La legge, di iniziativa della giunta, è costituita da un unico articolo che recita: “L’Italia riconosce lo Stato di Palestina come Stato sovrano e indipendente entro i confini che si conformino alle risoluzioni delle Nazioni Unite e al diritto internazionale”.
L’aula ha accolto all’unanimità l’emendamento presentato dal presidente della giunta, Eugenio Giani, che chiedeva di togliere i riferimenti alla capitale Gerusalemme Est e ai confini del 1967, contenuti nella prima versione del testo della legge.

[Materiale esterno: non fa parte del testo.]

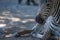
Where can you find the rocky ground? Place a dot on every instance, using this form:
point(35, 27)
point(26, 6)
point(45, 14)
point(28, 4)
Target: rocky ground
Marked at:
point(17, 17)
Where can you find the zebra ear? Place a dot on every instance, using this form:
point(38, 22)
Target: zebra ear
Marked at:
point(39, 19)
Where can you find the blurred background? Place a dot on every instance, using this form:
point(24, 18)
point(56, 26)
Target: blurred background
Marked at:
point(18, 15)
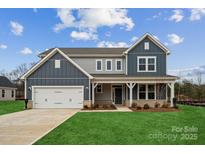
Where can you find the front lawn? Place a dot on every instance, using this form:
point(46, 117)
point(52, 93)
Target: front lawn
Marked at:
point(184, 127)
point(11, 106)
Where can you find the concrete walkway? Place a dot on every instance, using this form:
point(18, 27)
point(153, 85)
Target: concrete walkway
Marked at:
point(119, 109)
point(28, 126)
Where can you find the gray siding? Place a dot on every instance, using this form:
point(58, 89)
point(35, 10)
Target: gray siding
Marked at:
point(89, 65)
point(48, 75)
point(153, 51)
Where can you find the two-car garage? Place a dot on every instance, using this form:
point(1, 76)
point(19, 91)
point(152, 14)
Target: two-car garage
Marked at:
point(57, 96)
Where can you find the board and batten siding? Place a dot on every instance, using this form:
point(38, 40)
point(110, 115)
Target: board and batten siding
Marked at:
point(154, 50)
point(66, 75)
point(89, 65)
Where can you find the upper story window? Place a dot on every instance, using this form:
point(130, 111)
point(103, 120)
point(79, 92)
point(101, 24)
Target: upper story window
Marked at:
point(118, 65)
point(99, 88)
point(146, 64)
point(108, 65)
point(3, 93)
point(146, 45)
point(57, 63)
point(99, 65)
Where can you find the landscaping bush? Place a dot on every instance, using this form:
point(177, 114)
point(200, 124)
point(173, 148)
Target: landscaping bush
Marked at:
point(139, 107)
point(157, 105)
point(134, 105)
point(146, 106)
point(165, 105)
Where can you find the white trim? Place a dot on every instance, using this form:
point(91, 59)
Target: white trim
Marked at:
point(110, 60)
point(35, 67)
point(146, 63)
point(153, 39)
point(146, 45)
point(101, 85)
point(33, 87)
point(96, 64)
point(116, 60)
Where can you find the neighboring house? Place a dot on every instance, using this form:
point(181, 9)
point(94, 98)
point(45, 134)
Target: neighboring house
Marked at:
point(73, 77)
point(7, 89)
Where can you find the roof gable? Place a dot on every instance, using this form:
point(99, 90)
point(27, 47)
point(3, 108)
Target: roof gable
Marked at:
point(151, 38)
point(42, 61)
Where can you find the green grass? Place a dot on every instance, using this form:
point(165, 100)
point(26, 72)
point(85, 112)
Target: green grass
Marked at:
point(11, 106)
point(129, 128)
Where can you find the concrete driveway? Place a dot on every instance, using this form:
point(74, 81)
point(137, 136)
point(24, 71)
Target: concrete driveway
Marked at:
point(28, 126)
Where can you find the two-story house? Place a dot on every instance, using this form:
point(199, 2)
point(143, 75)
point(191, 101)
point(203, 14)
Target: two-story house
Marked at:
point(73, 77)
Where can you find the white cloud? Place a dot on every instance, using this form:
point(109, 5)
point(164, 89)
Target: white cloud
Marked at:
point(83, 35)
point(26, 51)
point(175, 39)
point(112, 44)
point(177, 16)
point(16, 28)
point(92, 19)
point(3, 46)
point(134, 38)
point(197, 14)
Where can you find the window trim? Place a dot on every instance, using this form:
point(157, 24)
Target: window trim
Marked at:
point(146, 63)
point(57, 63)
point(146, 44)
point(106, 64)
point(116, 64)
point(96, 66)
point(101, 85)
point(146, 91)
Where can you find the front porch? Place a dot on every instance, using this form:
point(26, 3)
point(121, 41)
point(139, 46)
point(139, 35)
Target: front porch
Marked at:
point(124, 92)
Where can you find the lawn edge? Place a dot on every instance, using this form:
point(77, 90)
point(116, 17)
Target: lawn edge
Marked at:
point(32, 143)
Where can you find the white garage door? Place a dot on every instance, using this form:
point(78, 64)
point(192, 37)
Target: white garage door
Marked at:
point(58, 97)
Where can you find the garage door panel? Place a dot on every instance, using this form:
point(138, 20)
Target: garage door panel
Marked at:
point(58, 97)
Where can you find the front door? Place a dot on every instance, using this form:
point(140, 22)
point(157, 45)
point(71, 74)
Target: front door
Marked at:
point(118, 95)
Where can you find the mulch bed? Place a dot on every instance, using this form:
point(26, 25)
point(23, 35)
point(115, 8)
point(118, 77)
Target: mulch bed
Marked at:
point(155, 110)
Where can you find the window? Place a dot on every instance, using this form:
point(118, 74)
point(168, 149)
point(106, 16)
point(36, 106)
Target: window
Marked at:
point(57, 64)
point(108, 65)
point(99, 88)
point(118, 65)
point(146, 91)
point(151, 92)
point(3, 93)
point(142, 91)
point(146, 64)
point(12, 93)
point(99, 65)
point(146, 45)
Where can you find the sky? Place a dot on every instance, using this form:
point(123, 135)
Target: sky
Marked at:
point(24, 33)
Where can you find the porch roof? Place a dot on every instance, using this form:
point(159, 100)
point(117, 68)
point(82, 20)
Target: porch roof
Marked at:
point(122, 78)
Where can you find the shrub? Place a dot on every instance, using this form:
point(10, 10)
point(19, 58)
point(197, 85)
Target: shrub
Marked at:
point(146, 106)
point(157, 105)
point(165, 105)
point(96, 106)
point(134, 105)
point(139, 107)
point(85, 107)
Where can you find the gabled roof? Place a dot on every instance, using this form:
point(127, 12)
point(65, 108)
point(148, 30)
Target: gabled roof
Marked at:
point(71, 52)
point(153, 39)
point(42, 61)
point(5, 82)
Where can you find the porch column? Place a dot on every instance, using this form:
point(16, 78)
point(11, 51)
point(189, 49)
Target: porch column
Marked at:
point(171, 85)
point(93, 92)
point(130, 86)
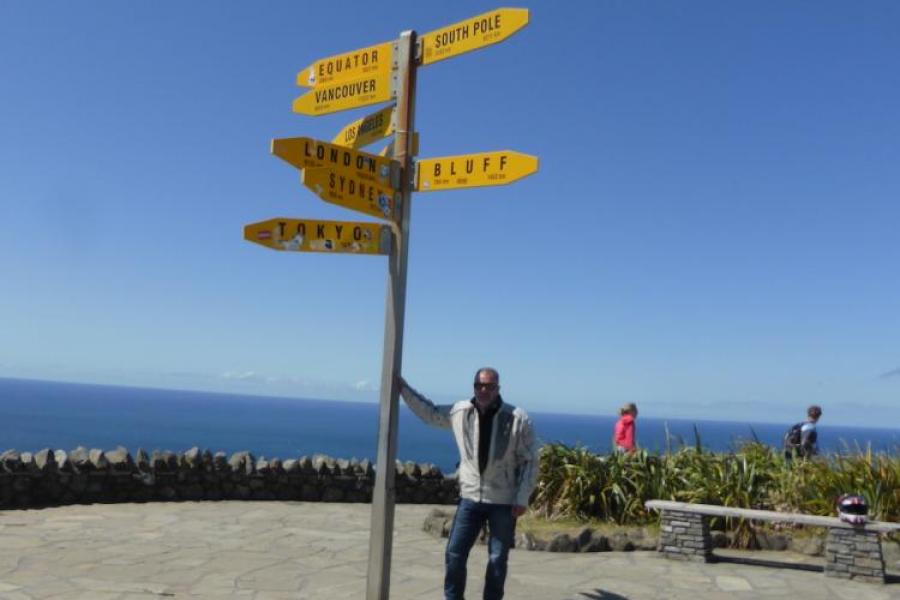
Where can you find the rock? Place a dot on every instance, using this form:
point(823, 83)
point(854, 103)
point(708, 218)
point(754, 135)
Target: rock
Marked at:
point(191, 458)
point(45, 460)
point(11, 461)
point(98, 459)
point(597, 543)
point(562, 542)
point(142, 460)
point(119, 459)
point(583, 537)
point(438, 523)
point(619, 542)
point(62, 460)
point(80, 458)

Respinto invece l’emendamento presentato da Fratelli d’Italia.
“La Toscana ha scelto di parlare con chiarezza e con il cuore – ha detto il governatore Giani – Il consiglio regionale ha votato la proposta di legge per il riconoscimento dello Stato di Palestina. Siamo la prima regione in Italia a farlo. È un primo passo, ma è un passo vero, concreto, che nasce dal confronto democratico e che può aprire la strada a un percorso più ampio anche a livello nazionale. Un atto che parla di pace, di diritto internazionale, di diritti umani. Parla del riconoscimento di un popolo e della volontà di costruire un futuro fondato sulla dignità, sulla giustizia e sulla convivenza tra i popoli. La Toscana, ancora una volta, non resta in silenzio. Sceglie di esserci, di prendere posizione, di tenere viva la speranza“.

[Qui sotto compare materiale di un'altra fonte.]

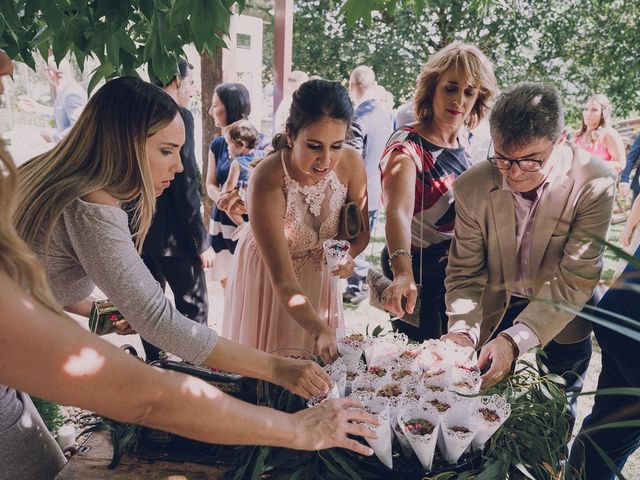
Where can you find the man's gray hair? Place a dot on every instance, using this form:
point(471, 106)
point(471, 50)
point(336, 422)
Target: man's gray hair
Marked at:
point(363, 76)
point(526, 112)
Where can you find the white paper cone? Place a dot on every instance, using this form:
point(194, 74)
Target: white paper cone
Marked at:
point(486, 429)
point(338, 373)
point(335, 251)
point(465, 381)
point(382, 446)
point(350, 347)
point(424, 446)
point(455, 443)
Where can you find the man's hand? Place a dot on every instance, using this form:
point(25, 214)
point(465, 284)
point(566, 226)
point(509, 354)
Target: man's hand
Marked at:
point(499, 354)
point(207, 257)
point(124, 328)
point(331, 424)
point(626, 234)
point(402, 286)
point(327, 345)
point(47, 135)
point(302, 377)
point(344, 269)
point(459, 338)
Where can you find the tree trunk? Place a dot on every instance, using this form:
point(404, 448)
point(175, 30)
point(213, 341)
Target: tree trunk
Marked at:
point(210, 78)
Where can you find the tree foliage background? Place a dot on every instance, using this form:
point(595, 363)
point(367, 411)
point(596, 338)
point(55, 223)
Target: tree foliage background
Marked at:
point(581, 46)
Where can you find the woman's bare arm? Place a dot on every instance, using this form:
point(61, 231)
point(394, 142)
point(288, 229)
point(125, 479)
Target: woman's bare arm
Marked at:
point(267, 203)
point(50, 356)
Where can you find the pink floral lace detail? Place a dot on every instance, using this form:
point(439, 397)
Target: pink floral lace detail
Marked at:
point(317, 204)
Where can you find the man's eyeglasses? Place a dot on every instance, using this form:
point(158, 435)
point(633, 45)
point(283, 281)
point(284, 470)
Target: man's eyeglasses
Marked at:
point(525, 164)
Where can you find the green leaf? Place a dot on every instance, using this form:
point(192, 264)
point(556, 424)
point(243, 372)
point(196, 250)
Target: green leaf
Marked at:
point(180, 11)
point(52, 14)
point(113, 50)
point(525, 471)
point(10, 15)
point(147, 8)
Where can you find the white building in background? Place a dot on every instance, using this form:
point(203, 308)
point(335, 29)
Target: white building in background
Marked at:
point(242, 61)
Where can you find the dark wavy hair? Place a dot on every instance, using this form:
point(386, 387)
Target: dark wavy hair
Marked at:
point(236, 100)
point(312, 101)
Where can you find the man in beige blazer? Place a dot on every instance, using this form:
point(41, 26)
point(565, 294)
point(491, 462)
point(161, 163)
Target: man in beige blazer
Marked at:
point(523, 244)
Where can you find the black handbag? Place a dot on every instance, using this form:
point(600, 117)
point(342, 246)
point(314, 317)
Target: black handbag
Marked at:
point(350, 221)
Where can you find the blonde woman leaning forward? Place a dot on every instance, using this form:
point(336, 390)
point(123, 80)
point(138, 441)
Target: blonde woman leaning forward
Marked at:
point(45, 353)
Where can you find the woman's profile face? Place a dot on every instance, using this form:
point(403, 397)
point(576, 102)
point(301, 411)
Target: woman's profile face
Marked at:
point(592, 114)
point(218, 112)
point(163, 154)
point(453, 98)
point(317, 148)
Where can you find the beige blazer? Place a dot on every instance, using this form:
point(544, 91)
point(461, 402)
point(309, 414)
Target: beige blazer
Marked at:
point(566, 261)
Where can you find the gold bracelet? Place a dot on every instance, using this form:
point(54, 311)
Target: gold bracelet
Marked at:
point(514, 345)
point(397, 253)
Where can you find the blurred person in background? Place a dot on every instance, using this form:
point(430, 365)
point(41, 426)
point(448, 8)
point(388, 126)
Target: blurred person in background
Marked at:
point(294, 80)
point(597, 136)
point(419, 165)
point(70, 99)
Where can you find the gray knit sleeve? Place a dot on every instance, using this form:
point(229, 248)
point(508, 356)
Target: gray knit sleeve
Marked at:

“L’approvazione della proposta di legge al Parlamento per il riconoscimento dello Stato di Palestina non è un gesto simbolico: è una scelta politica chiara, coerente con la storia e i valori della Toscana. Una terra che ha sempre scelto la pace, la giustizia e la convivenza tra i popoli”. Lo ha dichiarato Antonio Mazzeo, vicepresidente del consiglio regionale della Toscana, dopo il voto. “Non è un tema lontano o astrattamente geopolitico – prosegue –. È una questione di diritti, dignità e responsabilità. Con questo atto intendiamo contribuire ad aprire un dibattito e un percorso parlamentare che coinvolga l’intero paese, affinché l’Italia assuma una posizione chiara e coerente con i principi del diritto internazionale e con l’obiettivo di una pace giusta e duratura”.

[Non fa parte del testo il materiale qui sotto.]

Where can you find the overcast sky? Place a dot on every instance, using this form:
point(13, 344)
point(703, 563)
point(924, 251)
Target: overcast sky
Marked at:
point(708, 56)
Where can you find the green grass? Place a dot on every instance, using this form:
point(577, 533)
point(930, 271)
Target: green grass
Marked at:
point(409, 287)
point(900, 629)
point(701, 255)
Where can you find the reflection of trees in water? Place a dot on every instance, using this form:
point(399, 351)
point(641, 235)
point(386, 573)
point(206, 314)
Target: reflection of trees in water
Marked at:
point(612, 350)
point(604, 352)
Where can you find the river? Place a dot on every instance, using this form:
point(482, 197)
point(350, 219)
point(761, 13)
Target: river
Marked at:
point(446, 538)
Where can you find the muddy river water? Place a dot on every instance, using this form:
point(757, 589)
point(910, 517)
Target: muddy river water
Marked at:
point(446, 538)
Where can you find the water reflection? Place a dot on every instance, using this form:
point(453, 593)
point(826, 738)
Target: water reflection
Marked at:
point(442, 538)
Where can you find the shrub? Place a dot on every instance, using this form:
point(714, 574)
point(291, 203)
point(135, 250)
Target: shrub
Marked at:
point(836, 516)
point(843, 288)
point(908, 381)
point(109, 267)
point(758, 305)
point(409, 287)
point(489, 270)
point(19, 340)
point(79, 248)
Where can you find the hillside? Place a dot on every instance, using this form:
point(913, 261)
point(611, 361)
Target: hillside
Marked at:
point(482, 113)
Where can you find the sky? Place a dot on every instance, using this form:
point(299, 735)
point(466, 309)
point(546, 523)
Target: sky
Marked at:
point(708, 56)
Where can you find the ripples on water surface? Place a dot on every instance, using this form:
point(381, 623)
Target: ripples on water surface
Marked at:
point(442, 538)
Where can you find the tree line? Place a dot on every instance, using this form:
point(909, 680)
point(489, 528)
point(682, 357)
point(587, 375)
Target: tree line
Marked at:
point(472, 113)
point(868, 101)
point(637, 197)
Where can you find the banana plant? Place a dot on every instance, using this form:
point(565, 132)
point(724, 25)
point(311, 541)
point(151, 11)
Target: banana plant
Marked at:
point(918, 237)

“In un tempo segnato da guerre, violenze e troppe ambiguità – conclude Mazzeo – le istituzioni democratiche non possono restare in silenzio: devono assumersi la responsabilità di dire con chiarezza da che parte stanno. Perché la pace non è uno slogan: è responsabilità, è coraggio, è scelta. E si costruisce, passo dopo passo”.
“Abbiamo contribuito in modo determinante a costruire una proposta più completa e coerente – dichiarano Francesco Casini, capogruppo di Casa Riformista in consiglio regionale, insieme ai consiglieri Federico Eligi, Stefania Saccardi e Vittorio Salotti – capace di tenere insieme il riconoscimento dei diritti del popolo palestinese con il diritto alla sicurezza dello Stato di Israele, nel pieno rispetto del diritto internazionale“.
“Con coerenza portiamo avanti la nostra linea politica: sì allo Stato di Palestina, sì allo Stato di Israele. Il principio dei due popoli, due Stati rappresenta per noi l’unica prospettiva credibile per costruire una pace giusta e duratura, fondata sul rispetto del diritto internazionale e dei diritti umani”.
“Abbiamo accolto con favore l’apertura dell’intera maggioranza alle nostre richieste, perché su temi così delicati è fondamentale ricercare soluzioni condivise, evitando contrapposizioni ideologiche. Il risultato raggiunto oggi dimostra come il dialogo politico possa produrre atti più equilibrati e solidi: è questo il ruolo che intendiamo svolgere in Consiglio. Rivendichiamo inoltre con soddisfazione di aver contribuito a creare un clima di unità dell’aula su un tema di grande rilevanza internazionale: un segnale importante che va nella direzione della responsabilità istituzionale. Casa Riformista continuerà a sostenere con convinzione questa prospettiva – concludono – perché crediamo che questa sia l’unica strada credibile per la pace“.